Mr. Chávez not only is an advanced student, but could gain control of the single most strategic resource to challenge and win a duel with his nemesis. Similarities facilitate the partnership. Like Castro, Mr. Chávez led an unsuccessful violent attempt to topple an elected government. Like Castro, Mr. Chávez is planning to use the armed forces and institutional deconstruction to suffocate freedom. Like Castro, Mr. Chávez is no friend of the United Sates. Thus the triumph of Mr. Chávez achieves two goals:
• resurrects a regime that is withering away; and
• enables that regime to successfully wage a power struggle with the United States.

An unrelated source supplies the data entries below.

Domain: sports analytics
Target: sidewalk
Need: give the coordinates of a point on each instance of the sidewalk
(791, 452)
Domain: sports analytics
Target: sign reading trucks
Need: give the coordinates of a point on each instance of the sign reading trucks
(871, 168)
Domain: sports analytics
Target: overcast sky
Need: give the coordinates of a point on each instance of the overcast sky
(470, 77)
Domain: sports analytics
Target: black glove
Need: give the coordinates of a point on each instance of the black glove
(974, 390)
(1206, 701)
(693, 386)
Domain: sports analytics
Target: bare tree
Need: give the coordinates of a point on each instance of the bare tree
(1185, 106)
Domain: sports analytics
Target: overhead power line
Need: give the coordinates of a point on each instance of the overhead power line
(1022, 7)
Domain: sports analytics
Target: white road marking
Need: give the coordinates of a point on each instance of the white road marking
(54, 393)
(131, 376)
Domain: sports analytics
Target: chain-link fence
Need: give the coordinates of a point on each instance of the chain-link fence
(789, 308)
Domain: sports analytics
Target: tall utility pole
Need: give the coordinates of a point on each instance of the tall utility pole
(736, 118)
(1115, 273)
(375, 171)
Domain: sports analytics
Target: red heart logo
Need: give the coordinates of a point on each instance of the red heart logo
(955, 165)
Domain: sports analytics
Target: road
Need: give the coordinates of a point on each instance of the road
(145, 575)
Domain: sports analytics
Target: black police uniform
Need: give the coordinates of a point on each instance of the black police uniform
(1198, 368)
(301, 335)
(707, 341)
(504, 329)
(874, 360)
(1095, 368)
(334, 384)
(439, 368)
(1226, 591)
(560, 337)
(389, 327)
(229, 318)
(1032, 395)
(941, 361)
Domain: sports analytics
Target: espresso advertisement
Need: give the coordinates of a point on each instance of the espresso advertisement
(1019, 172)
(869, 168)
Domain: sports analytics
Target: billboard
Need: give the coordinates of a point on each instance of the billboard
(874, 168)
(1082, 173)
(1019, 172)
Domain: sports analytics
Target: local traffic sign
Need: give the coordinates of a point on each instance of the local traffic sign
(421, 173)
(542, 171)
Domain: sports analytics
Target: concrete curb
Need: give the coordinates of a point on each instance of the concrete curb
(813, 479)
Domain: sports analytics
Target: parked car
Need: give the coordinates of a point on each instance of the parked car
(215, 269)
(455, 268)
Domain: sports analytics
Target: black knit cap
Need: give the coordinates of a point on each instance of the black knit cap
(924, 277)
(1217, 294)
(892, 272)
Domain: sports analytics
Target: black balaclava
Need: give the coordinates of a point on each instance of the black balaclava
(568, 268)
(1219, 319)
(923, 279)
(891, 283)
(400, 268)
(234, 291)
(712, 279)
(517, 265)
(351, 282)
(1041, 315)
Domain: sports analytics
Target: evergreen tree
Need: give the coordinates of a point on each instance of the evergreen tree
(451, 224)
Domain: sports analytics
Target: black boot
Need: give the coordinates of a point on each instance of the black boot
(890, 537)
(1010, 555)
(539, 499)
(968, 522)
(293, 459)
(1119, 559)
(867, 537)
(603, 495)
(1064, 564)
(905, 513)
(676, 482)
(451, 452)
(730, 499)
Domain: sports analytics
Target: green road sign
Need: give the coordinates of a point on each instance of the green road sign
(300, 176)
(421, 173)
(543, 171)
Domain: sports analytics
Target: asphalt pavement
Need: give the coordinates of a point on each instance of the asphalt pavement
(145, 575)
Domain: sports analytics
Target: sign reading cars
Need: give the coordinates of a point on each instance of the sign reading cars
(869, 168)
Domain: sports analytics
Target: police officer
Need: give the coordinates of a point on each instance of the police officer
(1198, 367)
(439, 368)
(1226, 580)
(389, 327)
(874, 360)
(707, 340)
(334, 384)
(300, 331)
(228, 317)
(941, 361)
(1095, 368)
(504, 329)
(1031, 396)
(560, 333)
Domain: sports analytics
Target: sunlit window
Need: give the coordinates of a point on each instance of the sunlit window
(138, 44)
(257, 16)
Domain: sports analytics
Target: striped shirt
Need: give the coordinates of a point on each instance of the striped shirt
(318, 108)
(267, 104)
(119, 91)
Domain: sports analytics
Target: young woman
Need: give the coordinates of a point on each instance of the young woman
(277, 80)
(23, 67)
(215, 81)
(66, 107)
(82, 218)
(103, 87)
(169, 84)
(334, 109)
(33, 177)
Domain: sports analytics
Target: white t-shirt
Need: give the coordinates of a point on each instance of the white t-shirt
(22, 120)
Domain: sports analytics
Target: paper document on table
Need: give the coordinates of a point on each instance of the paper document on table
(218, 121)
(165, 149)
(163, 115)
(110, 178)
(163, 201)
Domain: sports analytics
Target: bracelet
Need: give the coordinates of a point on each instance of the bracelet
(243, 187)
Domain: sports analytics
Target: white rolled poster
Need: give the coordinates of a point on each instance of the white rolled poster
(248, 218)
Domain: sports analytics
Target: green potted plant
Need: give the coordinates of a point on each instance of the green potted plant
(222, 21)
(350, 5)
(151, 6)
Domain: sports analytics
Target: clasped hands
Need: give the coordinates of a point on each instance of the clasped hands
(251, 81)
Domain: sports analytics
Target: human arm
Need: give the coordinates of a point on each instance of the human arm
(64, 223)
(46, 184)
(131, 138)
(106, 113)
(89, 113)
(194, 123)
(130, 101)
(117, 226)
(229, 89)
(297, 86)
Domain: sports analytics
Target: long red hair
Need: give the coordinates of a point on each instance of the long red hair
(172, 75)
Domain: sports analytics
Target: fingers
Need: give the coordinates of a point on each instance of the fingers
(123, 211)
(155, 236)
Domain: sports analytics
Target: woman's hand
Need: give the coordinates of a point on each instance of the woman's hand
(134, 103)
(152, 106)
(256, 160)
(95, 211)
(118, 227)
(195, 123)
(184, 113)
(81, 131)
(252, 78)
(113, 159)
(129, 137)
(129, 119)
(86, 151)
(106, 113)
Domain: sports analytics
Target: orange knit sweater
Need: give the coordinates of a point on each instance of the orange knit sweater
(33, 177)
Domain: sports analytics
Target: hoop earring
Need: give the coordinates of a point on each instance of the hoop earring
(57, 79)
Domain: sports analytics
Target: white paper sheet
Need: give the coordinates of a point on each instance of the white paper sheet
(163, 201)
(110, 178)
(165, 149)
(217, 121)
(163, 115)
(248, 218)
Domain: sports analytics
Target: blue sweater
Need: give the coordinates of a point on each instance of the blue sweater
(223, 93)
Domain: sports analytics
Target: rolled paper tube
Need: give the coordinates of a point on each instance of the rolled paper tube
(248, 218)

The strategy of course is nothing new to historians. The fall of the Soviet Union has cleared the path to documentary review the strategic raison d’etre of the alliance of that nation with Cuba. For the Soviets, Cuba was an excellent watching post and a good reminder to the United States of how close to its homeland the Soviet Union could get. As such, Cuba could be used to revitalize communism in Latin America so as to make the United States deploy diplomatic resources in the region to keep Cuba under control. Meanwhile the Soviet Union could continue to expand its influence zones in Asia an Africa. Needless to say that for Cuba the deal was, simply stated, a life insurance policy for the Castro regime. When Castro attempted to up the ante and engage in arming guerrillas throughout the hemisphere, the Soviet Union tightened the reins. The guerilla plan was best suited for Africa, where there was no modus vivendi with the United States.
Enter the XXI century. No Soviet Union any more. The United States engaged in a war against terrorism; Castro under firm control of politics in Venezuela.
Suddenly, as if by spontaneous generation, Chávezlike political movements begin to sprout in Latina America. Propelled by a decade of reform policies that fulfilled the financial targets of Wall Street while forgetting Main Street, Latin Americans are in search of saviors. Castro and Chávez have fanned this discontent by carefully selecting allies in countries where energy resources are key to the national security of the United States. Ecuador is about to introduce the policies of institutional deconstruction; Bolivia will soon see President Morales emerge victorious from elections to then convene a constitutional assembly; Peru is seeing the rise of an indigenous leader with a platform that resembles that of Morales in Bolivia. What do these countries have in common? Energy Stupid!
With Mexico’s population unwilling to support the opening of the oil industry and the energy heart of South America under the control of Castro and Chávez, one does not need to have a very brisk imagination to imagine the kind of energy shock that could be created for the United States and the world economy. Because what is going on is what any historian of the sixties and seventies would dub “Foquismo without Guerrillas”
As the Huber’s Peak clock ticks I wonder if any of you will be able to sleep tonight.